Good questions are born from argument
A question composed by a single mind inherits that mind’s blind spots — and worse, it flatters its author. Whatever one intelligence finds hard to ask, it also finds hard to imagine asking.
The remedy is older than our field, older than any field: dialectic. One voice proposes; another resists, doubts, demands more. Questions that survive an argument come out harder and more honest than anything either voice would have written alone. And the same tradition hands down a second rule, cheap to state and expensive to honor: the mind that sets the exam must never be the mind that grades it.
A curriculum nobody argued over converges on the comfortable. And comfort teaches nothing.
Teach at the edge of failure
A student learns the least from what it already does well. The lessons that matter live in a narrow band just past the edge of competence — where the student fails, but fails intelligibly.
A curriculum, then, cannot be written once and administered forever. It has to watch. Where exactly does the student stumble? And what kind of stumble is it — a missing fact, a broken habit, two ideas wearing each other’s clothes? Every failure is a fragment of a map: the chart of everything education has not yet reached. The next lesson should be written on precisely that ground.
Education, in other words, is a loop, not a broadcast. The student’s failures revise the syllabus; the revised syllabus buys new and better failures. A teacher who never updates the lesson plan is not teaching. He is reading aloud.
A curriculum is defined by what it refuses
Of all that could be taught, nearly everything should not be. Collecting candidates is the easy part; the discipline lives at the gate. Most lessons that aspire to reach the student deserve to die on the way — too easy, too ambiguous, simply wrong, or merely a repetition of what is already known.

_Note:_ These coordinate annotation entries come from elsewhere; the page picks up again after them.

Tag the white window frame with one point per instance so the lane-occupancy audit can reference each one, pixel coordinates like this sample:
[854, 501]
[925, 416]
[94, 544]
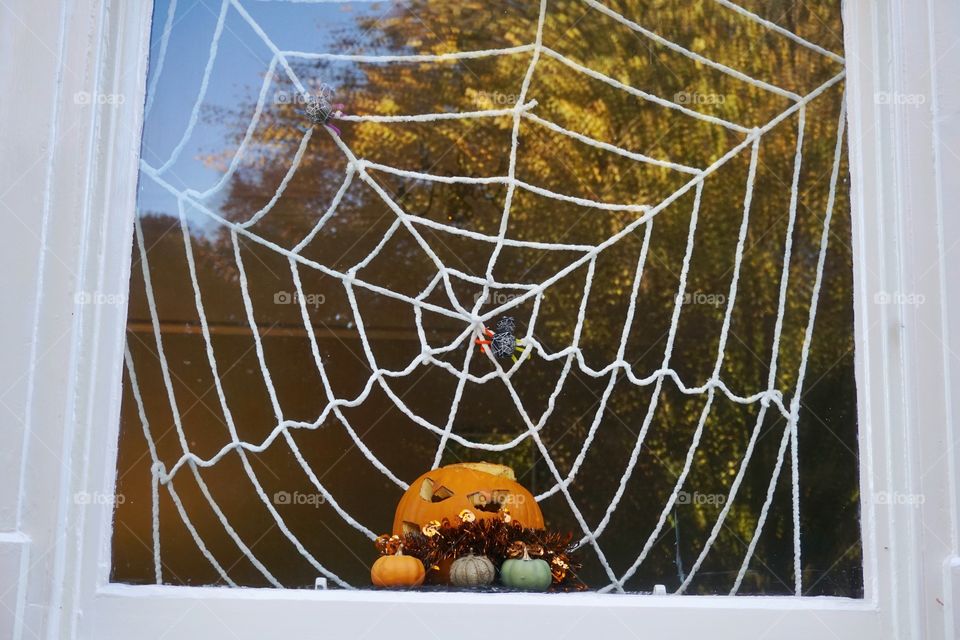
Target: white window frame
[902, 170]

A library grows by acquisition. A curriculum grows by refusal. Each refusal is a small judgment about the kind of mind one is trying to build, which is why curation, done honestly, is a form of authorship. A dataset is not a warehouse of the world. It is a portrait of an intended mind, drawn in examples.
The weight of one word
Read Turing’s sentence once more and notice where the weight falls. Not on machine — he was confident of the machine. It falls on appropriate: a word he left sitting in the open, undefined, like a question on a desk waiting for the class to arrive.
The class has arrived. We have built the child beyond anything he imagined, and the appropriate course of education is still the open problem — no longer a footnote to the engineering, but the work itself. It is also the part that lasts. Models are trained, surpassed, retired; weights graduate like the classes of a school, year after year. What accumulates is the curriculum: the slow compounding of judgment about which questions are real, which difficulties are fertile, which truths can be checked. Students leave. The course of education stays, and every new student inherits a better one.
To choose a machine’s data is to choose what that machine becomes. A mind is made of what it has been given to read — for us a metaphor, for a machine the entire mechanism. So the question what should a machine read? turns out to be a larger question wearing work clothes: what do we want these minds to be?
No one will answer that by drilling deeper. It will be answered the way teachers have always answered it — one judgment, one lesson, one refusal at a time.